Essere educatore oggi non è facile. Il pluralismo culturale pone a confronto diverse sensibilità e opinioni sulla realtà, l’affermarsi del relativismo toglie vigore a ogni visione della vita connotata sul piano dei valori; un consumismo sfrenato spinge a vivere al di sopra delle proprie possibilità; l’invadenza dei media contribuisce a dare una grande quantità di informazioni senza concedere il tempo di elaborarle; l’affermazione di nuove tecnologie sta modificando profondamente il modo di comunicare soprattutto tra le nuove generazioni: tutto questo influisce sui processi di formazione della coscienza personale, offrendo nuove opportunità ma anche nuove sfide; certamente rende l’educazione molto più faticosa di un tempo, proprio nel momento in cui nulla può essere dato per scontato e l’educazione è più necessaria.
Oggi gli educatori – genitori, docenti, animatori ecc…- si percepiscono impari al loro compito, spiazzati dalla fatica di mettersi in comunicazione con le nuove generazioni. E’ difficile scoprire come i giovani siano in cerca di ragioni di senso e di una relazione significativa: quella che sa trasmettere fiducia, che sa dare sicurezza attraverso una proposta di vita e l’autorità buona che fa crescere, quella che sa offrire regole chiaramente motivate e forti…
Educatori affaticati e delusi, nella relazione educativa trasmettono più la loro fatica di vivere che la sicurezza di chi ha individuato la strada che dà senso all’esistenza e desidera comunicarla con gioia.
La generazione adulta, cui compete il compito di educare i più giovani, oggi appare essa stessa disorientata da un ritmo di vita vertiginoso, spiazzata dai rapidi cambiamenti in atto. Gli educatori e i genitori più pensosi sono sempre più coscienti che l’efficacia del loro educare dipende dalla qualità umana e spirituale della loro vita, dalla forza interiore delle loro convinzioni, dall’autorevolezza della loro relazione. E’ forte certamente, sia tra i genitori che tra gli insegnanti e in genere tra gli educatori, la tentazione di rinunciare, e ancor prima il rischio di non comprendere nemmeno quale sia il loro ruolo.

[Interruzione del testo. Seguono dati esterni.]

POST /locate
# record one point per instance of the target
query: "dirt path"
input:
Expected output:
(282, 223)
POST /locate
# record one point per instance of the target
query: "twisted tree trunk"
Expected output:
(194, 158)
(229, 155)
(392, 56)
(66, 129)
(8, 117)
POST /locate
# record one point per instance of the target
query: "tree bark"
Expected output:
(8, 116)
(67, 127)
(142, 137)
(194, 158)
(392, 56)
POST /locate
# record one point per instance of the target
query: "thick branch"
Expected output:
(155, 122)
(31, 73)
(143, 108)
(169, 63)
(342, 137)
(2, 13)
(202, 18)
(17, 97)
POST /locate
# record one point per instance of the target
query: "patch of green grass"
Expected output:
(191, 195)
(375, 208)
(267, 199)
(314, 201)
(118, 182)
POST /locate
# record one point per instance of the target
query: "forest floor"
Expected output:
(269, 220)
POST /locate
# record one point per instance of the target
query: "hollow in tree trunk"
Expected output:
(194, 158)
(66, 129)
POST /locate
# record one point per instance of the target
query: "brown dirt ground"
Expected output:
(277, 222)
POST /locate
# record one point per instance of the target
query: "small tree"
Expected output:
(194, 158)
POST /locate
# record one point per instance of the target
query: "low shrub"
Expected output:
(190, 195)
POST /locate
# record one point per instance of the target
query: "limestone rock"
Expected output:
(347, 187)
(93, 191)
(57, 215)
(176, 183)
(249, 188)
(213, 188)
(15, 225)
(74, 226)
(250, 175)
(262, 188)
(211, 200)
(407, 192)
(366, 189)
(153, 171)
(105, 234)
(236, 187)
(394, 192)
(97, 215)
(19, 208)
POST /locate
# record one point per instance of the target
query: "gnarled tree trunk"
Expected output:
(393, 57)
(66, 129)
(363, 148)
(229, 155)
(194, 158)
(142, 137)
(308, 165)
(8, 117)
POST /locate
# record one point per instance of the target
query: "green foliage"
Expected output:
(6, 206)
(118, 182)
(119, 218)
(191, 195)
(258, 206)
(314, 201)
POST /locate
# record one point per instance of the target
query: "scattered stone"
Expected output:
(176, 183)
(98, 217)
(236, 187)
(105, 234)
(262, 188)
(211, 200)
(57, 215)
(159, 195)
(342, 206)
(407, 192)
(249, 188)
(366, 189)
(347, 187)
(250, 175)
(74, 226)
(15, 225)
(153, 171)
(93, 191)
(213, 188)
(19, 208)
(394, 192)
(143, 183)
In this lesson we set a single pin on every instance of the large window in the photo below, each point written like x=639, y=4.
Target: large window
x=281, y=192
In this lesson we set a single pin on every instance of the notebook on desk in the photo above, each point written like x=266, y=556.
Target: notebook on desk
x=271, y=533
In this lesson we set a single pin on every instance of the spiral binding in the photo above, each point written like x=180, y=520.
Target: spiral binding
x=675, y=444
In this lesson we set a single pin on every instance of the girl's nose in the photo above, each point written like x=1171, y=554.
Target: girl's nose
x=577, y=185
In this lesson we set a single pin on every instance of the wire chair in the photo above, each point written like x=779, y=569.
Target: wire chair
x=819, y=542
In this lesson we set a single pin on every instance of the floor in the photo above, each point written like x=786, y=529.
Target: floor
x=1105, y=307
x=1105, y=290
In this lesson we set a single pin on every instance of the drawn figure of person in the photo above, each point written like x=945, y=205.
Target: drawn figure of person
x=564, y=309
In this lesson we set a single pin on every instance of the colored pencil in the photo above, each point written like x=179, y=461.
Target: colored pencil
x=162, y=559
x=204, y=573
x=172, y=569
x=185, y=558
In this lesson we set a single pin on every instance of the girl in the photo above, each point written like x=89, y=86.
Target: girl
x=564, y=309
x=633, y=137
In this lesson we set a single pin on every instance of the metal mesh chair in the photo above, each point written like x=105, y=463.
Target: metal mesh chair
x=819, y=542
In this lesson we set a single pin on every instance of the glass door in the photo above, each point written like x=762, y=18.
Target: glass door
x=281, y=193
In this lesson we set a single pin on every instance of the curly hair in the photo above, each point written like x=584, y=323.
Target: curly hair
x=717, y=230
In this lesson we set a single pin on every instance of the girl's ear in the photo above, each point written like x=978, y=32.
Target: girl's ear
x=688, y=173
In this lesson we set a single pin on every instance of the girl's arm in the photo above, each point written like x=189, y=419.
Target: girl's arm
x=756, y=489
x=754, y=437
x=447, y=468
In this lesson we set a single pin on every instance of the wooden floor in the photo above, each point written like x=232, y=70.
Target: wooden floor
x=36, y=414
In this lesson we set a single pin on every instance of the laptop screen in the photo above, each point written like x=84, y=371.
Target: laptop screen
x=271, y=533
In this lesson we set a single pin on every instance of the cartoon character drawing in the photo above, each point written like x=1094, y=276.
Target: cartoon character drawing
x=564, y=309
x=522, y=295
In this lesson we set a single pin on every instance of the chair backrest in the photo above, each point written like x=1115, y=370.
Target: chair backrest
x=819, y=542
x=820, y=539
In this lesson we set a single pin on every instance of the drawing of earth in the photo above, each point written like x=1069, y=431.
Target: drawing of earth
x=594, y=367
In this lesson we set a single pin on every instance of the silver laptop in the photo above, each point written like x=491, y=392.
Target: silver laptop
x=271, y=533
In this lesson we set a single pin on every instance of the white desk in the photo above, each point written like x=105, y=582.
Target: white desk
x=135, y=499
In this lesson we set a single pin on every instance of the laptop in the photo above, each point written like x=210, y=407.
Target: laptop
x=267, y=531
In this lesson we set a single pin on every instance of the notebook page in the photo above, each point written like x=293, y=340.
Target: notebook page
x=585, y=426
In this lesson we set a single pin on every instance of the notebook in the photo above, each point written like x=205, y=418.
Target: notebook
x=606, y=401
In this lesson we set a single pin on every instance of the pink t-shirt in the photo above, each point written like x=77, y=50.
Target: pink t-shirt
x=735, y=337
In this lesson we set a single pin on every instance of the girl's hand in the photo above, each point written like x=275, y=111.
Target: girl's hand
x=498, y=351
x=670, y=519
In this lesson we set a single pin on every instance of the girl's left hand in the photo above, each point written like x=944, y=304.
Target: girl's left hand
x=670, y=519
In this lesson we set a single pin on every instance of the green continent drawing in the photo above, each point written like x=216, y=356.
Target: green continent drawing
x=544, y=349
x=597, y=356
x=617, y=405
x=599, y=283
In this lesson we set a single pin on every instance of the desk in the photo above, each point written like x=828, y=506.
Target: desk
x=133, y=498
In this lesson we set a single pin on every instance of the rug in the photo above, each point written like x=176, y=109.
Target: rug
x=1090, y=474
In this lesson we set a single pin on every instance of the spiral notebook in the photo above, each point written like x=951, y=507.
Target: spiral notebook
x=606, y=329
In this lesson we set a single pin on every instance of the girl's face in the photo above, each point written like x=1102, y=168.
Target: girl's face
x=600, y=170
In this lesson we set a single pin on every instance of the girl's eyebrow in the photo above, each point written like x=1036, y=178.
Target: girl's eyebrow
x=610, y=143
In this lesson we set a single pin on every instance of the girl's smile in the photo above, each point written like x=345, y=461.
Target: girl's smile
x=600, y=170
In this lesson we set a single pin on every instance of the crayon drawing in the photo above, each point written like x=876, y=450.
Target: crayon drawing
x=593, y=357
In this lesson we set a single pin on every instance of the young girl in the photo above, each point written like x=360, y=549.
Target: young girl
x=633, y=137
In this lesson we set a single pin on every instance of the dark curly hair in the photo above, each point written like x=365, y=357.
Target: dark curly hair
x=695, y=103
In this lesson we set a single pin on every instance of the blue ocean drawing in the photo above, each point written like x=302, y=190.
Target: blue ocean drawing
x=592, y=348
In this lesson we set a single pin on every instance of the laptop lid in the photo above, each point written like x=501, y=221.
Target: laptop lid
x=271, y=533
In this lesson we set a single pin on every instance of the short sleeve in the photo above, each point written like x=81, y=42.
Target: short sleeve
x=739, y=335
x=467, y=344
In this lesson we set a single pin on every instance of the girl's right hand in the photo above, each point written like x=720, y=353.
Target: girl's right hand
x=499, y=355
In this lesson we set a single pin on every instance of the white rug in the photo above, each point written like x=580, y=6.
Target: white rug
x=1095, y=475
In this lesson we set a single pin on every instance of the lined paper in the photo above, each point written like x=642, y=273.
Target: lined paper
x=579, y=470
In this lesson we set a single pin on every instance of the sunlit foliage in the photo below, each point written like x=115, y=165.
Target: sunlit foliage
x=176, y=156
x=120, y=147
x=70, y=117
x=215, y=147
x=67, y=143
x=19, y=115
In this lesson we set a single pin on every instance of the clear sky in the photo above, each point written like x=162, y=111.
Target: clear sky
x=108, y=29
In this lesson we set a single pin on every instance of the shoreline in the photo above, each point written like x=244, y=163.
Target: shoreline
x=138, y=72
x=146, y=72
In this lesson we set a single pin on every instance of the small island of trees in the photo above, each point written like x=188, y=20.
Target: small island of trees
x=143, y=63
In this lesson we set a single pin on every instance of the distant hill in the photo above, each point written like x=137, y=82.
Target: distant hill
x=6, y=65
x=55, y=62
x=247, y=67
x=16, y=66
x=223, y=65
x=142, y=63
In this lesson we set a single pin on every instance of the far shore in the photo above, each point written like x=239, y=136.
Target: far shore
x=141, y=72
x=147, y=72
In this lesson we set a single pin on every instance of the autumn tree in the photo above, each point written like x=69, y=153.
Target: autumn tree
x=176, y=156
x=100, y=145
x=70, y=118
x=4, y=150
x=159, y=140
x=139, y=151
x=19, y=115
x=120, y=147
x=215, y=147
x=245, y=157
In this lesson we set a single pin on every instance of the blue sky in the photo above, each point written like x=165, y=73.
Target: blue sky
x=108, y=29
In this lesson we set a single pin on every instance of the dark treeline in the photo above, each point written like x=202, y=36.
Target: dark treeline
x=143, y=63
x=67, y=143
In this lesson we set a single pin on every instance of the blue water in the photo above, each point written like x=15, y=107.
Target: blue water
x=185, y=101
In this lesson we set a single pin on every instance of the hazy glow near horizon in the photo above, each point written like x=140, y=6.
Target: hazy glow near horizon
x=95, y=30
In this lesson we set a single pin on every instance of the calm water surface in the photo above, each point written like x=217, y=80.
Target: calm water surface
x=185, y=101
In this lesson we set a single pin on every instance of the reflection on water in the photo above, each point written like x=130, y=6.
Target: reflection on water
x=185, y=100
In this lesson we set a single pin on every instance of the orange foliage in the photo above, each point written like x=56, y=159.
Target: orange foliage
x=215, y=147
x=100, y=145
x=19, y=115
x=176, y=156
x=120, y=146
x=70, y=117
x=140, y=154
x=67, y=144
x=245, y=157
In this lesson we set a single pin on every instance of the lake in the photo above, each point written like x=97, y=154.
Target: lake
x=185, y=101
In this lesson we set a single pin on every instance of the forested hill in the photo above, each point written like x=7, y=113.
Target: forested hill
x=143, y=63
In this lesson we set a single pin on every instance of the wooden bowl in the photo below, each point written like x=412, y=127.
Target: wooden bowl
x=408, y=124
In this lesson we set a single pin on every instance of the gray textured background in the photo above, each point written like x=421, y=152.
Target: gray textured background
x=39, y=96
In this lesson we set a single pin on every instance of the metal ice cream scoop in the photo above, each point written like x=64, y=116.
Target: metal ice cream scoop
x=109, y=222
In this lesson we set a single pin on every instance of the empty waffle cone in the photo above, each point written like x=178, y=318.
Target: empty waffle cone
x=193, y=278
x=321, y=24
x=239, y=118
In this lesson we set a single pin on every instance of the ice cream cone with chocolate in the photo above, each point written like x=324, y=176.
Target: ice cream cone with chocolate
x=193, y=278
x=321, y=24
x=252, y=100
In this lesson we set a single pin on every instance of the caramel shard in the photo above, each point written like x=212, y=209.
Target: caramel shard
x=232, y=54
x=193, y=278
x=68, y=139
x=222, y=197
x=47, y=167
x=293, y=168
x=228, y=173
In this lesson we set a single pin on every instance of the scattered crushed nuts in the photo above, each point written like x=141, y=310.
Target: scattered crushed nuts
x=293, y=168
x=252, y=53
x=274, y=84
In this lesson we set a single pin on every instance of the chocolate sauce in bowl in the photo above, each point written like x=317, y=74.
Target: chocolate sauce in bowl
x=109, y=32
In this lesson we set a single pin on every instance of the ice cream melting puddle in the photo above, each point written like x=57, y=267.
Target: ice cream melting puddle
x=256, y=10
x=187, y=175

Nessuno può avere la ricetta valida sempre e in ogni luogo, perché l’educazione è una relazione sottoposta alle incertezze della condizione umana, segnata da una costitutiva debolezza ma anche dall’incontenibile forza della sua libertà.
Nonostante queste difficoltà strutturali, non si può non parlare di educazione perché ogni persona è costantemente inserita in una rete di relazioni con altre persone, dalle quali riceve e alle quali dà stimoli che lasciano inevitabilmente qualche segno e quindi, in un certo senso, educano.
L’educazione non è solo una tra le tante componenti del’esperienza umana, ma è la modalità con cui la vita umana stessa cresce e si “umanizza”, si compie ed evolve verso il suo fine ultimo.
Il senso forse più autentico e profondo della tradizione: trasmettere (tràdere) da una generazione all’altra il ricco deposito della propria cultura, della propria umanità.
La ‘ricetta’ educativa richiama all’unità multiforme della persona, fatta di pensiero, sentimento e azione (mente, cuore e mani); appare inoltre evidente l’importanza dell’esempio e della testimonianza personale.
Fare rete può essere considerato uno degli obiettivi principali dell’impegno educativo. Non si tratta di costruire ambiziosi progetti di collegamento istituzionale. Ci si può accontentare anche solo di tenere in vita il fondamentale patto educativo che lega la famiglia alla scuola, perché la rottura di questa continuità e di questo dialogo è la principale causa della crisi educativa che tutti denunciano e che pochi riescono a risolvere. E’ un impegno comune che richiede la responsabile e costante partecipazione di tutti, genitori e insegnanti, istituzioni e singole persone.
E’ quanto vi offro per animare le vostre fatiche educative quotidiane.